The eyes were the last features to manifest and once congealed they set their gaze on the president, who shivered slightly. And then the soldier spoke in a gentle, rich, almost sweet tone:
"Of all the natural resources you and your ideology ever plundered, I was the most precious. I stood at the ready waiting for my orders to defend our most sacred conviction, the only thing for which a soldier need ever exist: freedom. And you promised that it would be so this time. I believed you when you said the threat was at our doorstep. I believed you when you said our enemies were everywhere. I believed you when you said fear hung in air. I believed you when you said we were despised for our liberty. That is what I do, what I am born to do.
"But I became an unwitting slave to your imperialistic whims, a naive soul in the service of your unfathomable greed. You were right when you spoke gravely of fear. But you didn't tell me it was you we should be afraid of. And so you wrung from me my youth, my trust, my faith, my beating heart, all to feed your insatiable thirst for power. I believed you. You let me down. You wasted me. You lied."
Scrorge's lips parted but he could say nothing. He looked away, his eyes seeking more familiar, comforting sights than he had been forced to see in the surreal landscape. But there were none. He looked back to the soldier...but no one was there.
* * *
He walked the grounds of the White House, along the bars of its outermost fence. An icy, stinging wind whipped across the lawn and buffeted Scrorge but he didn't feel it. The sun had not yet risen but its imminence turned the eastern sky the color of plums. The constant din and fanfare that usually accompanied his every waking moment had ceased and the solitude was deafening. He knew he had been given access to a great insight, one that generations of political favors or partisan lobbying could never have granted him. He was, for the first time in his life, moved.
She walked briskly across the lawn, her galoshes squeaking on the dewy grass. Only her moist eyes were visible above the heavy cardboard carton she carried in her arms, the girth of her down parka making it difficult for her to maintain a good grip. Hearing her approach, Scrorge turned.

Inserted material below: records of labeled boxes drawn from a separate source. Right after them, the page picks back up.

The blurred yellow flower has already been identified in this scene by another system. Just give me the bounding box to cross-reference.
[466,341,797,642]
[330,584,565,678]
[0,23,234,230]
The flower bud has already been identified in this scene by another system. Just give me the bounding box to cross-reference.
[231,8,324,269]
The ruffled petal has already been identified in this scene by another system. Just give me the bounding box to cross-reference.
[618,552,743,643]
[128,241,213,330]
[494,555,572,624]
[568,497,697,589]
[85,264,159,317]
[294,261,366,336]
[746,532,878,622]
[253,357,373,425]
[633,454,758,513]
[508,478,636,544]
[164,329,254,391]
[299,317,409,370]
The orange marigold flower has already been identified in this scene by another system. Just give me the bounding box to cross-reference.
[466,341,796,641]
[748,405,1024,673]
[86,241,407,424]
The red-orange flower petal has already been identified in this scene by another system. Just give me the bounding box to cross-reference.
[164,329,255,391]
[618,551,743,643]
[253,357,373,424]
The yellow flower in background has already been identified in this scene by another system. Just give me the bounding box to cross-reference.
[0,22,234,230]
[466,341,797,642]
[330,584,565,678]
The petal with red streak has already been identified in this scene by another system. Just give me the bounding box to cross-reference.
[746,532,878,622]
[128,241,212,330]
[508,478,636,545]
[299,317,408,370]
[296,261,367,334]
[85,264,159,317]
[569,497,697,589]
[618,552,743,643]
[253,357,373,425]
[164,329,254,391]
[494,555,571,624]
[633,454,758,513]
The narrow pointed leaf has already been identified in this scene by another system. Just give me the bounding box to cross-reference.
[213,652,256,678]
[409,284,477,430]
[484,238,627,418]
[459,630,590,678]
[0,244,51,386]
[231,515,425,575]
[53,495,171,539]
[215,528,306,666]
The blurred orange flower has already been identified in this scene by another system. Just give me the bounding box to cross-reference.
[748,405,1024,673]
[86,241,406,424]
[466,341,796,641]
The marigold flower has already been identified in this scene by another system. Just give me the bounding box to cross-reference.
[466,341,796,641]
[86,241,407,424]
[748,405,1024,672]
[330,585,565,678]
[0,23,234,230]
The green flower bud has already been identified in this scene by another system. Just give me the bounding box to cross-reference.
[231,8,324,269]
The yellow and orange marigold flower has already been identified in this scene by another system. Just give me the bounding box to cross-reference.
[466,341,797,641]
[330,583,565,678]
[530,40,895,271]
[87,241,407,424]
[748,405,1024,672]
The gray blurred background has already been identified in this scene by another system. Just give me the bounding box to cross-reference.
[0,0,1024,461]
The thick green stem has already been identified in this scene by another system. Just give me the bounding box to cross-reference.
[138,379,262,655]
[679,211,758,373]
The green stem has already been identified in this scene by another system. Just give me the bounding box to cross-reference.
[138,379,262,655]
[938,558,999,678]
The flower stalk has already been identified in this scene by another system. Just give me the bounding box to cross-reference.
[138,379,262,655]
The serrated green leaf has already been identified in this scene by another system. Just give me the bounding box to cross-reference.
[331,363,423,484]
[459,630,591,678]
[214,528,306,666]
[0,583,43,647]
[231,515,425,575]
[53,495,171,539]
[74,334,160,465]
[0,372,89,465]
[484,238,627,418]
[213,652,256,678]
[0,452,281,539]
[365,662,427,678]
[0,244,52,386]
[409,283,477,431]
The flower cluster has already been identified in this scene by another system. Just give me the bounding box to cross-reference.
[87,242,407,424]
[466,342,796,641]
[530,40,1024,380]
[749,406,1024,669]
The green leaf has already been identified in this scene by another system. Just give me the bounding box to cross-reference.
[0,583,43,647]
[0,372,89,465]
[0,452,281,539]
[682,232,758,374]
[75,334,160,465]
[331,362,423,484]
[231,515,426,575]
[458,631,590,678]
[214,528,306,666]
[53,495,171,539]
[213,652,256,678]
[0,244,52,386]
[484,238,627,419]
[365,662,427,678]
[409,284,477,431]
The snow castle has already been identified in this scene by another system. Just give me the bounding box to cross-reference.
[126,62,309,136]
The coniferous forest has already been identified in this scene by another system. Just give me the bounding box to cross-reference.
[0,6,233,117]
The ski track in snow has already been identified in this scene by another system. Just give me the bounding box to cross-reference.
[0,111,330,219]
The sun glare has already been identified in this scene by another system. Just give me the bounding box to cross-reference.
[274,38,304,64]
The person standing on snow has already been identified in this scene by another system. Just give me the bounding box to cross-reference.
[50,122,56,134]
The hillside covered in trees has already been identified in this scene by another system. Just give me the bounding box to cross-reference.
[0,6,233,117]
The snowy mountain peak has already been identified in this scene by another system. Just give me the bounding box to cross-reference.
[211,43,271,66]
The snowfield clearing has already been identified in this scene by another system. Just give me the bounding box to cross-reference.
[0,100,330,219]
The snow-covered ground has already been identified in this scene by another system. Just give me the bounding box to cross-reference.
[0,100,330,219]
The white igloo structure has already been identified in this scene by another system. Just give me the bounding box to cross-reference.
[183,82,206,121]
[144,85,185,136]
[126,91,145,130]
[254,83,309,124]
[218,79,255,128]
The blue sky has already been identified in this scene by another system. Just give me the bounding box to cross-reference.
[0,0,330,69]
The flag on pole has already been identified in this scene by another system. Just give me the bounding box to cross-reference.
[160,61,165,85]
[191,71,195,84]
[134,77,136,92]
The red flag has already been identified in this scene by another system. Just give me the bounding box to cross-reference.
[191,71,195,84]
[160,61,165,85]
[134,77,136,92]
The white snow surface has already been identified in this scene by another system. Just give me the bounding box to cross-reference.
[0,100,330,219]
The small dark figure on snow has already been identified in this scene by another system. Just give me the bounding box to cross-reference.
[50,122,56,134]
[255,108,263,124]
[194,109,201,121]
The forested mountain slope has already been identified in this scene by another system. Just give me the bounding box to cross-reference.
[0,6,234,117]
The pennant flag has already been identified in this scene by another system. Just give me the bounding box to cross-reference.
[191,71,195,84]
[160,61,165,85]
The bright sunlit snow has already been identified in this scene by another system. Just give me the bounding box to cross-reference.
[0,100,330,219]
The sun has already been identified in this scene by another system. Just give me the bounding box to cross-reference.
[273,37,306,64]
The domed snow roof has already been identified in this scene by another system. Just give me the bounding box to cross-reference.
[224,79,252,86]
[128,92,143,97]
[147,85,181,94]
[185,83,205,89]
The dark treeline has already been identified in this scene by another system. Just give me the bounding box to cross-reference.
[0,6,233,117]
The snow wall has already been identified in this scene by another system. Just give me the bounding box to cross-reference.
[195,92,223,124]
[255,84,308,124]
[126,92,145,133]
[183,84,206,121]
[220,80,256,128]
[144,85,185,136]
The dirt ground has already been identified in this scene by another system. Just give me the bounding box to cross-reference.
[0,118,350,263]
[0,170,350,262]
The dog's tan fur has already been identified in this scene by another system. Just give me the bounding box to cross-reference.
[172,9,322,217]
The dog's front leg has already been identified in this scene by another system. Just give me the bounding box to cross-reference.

"Ahh! Cool! You get enough?" he asked.
"As much as they had in stock, Mr. President" Condolleezza responded. She extended her bundle as much as she could, expecting him to take it from her. Instead, he reached into the carton and took out an impregnably sealed fluorescent light bulb, its curlycue top causing a delighted smile to form on his lips.
"I've had a epiphany, Condolleezza-peeva-poova-toova", he said. "I learned that we're only here a short time and one should make the best effort he or she can to make it a better place for all concerned." He looked at her.
Condolleezza listened, hoping for a possible further explication but realized that it was not forthcoming. "What would you like me to do with these, sir?" she asked. Scrorge gestured expansively to the blazingly lit up White House.
"Start replacing the inefficient incandescent bulbs with these here super efficient fluorescent ones. Show the world we care!" She started to respond but once again bit her tongue. "Now git!" he said joyfully. She turned and squeaked back across the lawn. Scrorge watched her, barely able to express the fullness in his heart. The first drop of morning sun spilled across the plum clouds, turning them, the glistening dewy grass and his smiling face a pleasant, comforting orange. In the crisp dawn air, alone on the south lawn, he felt serene and embraced by a great warmth, a sort of global warmth, one that he hoped would embrace everyone. And goddam, it felt good.